On the day after Christmas in 1960, though, the Big Game was only so big. It was not played in some balmy city with two weeks of walk-up hype; the team with the best division record served as host. The Eastern Division–winning Eagles didn’t have their own stadium; they were tenants at Penn’s Franklin Field. (Bednarik played all his home games, college and pro, in the same place.) Since Franklin Field had no lights, the match started at noon, so that a sudden-death overtime game, like the one two years before between the Baltimore Colts and the New York Giants, would not be called on account of darkness.
Fans had bought all 67,325 seats for the Eagles-Packers contest, yet the game was blacked out on local TV. You had to drive to New Jersey to watch it. Or you could do what I did as a teenage Philly sports fan: take a train to the stadium and buy a ticket from a scalper. The official price was $8; outside the gates, I paid $6. It was a long time ago.
The Packers would become the most successful franchise of the ’60s, winning five championships, including the first two Super Bowls. But in 1960, quarterback Bart Starr, halfback Paul Hornung and fullback Jim Taylor were figures of promise, not legend. Still, the 8-4 Packers were significant favorites over the 10-2 Eagles. Philly’s squad might have been found at a Germantown garage sale: 12 of the 22 starters were castoffs from other teams. And their wins seemed feats of green magic. In six of their games they were behind entering the fourth quarter; they won six by less than a touchdown. How could their luck hold against the surging Pack?
Playing on a field with some frozen patches and a few puddles where snow had melted, Green Bay penetrated the Philadelphia red zone four times but mustered only six points, because Lombardi, as he later acknowledged, was too greedy for touchdowns. At the start of the fourth quarter, the Eagles trailed 13-10. Ted Dean, one of the team’s three black players, returned a kickoff 58 yards. Later he took a handoff from quarterback Norm Van Brocklin for five yards and the go-ahead score.
In the game’s last minute, the Packers had advanced to the Eagles’ 22-yard line. Starr lobbed a short pass to Taylor, with nothing between him and the end zone—and victory—but Concrete Charlie. Bednarik wrestled Taylor down at the 10 and sat on him as the final seconds ticked away mercilessly. Eagles 17, Packers 13. “You can get up now, Taylor,” Bednarik finally growled. “This damn game’s over.”

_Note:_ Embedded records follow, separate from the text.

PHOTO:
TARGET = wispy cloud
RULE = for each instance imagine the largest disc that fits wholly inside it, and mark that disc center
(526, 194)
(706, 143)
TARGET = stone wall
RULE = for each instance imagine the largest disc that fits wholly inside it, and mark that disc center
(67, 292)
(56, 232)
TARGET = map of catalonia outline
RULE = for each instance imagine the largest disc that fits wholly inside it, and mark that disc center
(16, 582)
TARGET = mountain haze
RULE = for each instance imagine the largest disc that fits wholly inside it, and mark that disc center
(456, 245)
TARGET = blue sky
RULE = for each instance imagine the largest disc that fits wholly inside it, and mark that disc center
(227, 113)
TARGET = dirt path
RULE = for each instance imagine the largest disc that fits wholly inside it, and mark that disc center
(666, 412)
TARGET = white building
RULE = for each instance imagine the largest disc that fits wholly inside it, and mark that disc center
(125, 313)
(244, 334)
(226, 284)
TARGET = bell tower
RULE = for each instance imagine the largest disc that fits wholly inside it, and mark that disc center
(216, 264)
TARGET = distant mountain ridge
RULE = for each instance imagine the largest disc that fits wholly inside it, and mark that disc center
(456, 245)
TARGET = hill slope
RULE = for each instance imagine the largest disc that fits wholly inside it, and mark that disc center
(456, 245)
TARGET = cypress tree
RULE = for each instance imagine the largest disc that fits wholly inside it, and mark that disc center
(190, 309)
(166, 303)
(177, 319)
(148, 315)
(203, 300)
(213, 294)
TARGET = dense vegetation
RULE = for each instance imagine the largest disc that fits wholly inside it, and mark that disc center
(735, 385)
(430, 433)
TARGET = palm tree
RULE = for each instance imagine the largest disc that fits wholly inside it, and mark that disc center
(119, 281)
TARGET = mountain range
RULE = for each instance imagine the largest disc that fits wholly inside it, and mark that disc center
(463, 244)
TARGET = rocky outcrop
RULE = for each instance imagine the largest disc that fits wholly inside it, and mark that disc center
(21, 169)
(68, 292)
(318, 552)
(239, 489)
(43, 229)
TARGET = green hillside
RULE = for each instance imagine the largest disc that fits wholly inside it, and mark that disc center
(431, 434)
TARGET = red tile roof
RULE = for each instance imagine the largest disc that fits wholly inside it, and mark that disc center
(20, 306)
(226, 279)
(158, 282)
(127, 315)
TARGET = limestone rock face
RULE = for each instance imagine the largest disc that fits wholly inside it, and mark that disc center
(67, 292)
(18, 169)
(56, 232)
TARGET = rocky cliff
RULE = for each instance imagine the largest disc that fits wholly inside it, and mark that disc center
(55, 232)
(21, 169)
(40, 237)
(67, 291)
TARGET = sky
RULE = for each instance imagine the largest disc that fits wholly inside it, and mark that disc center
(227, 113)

A Sports Illustrated photo, taken moments later, shows mud-caked No. 60 with a rare smile as he shakes Starr’s hand and wraps his other paw around the much smaller, defeated Taylor. It never got better for the Iron Man. And for many Philly fans, like this one, it never got as good.
Even in retirement, Bednarik held true to his truculence, criticizing modern pro athletes as “pussyfooters” who “suck air after five plays” and “couldn’t tackle my wife Emma.” He also dismissed the few two-way stars, like Deion Sanders and Troy Brown because, as wide receivers and defensive backs, they weren’t jolted by hard contact on every play, as he had been back in the day.
We should be grateful that the steelworker’s son didn’t soften in his later years; he never tired of being Chuck Bednarik. That’s why his fitting eulogy should be the cartoon that Rob Tornoe drew of Concrete Charlie’s final play: bulldozing his way into Heaven by ripping open the Pearly Gates. For the Iron Man, this damn game is never over.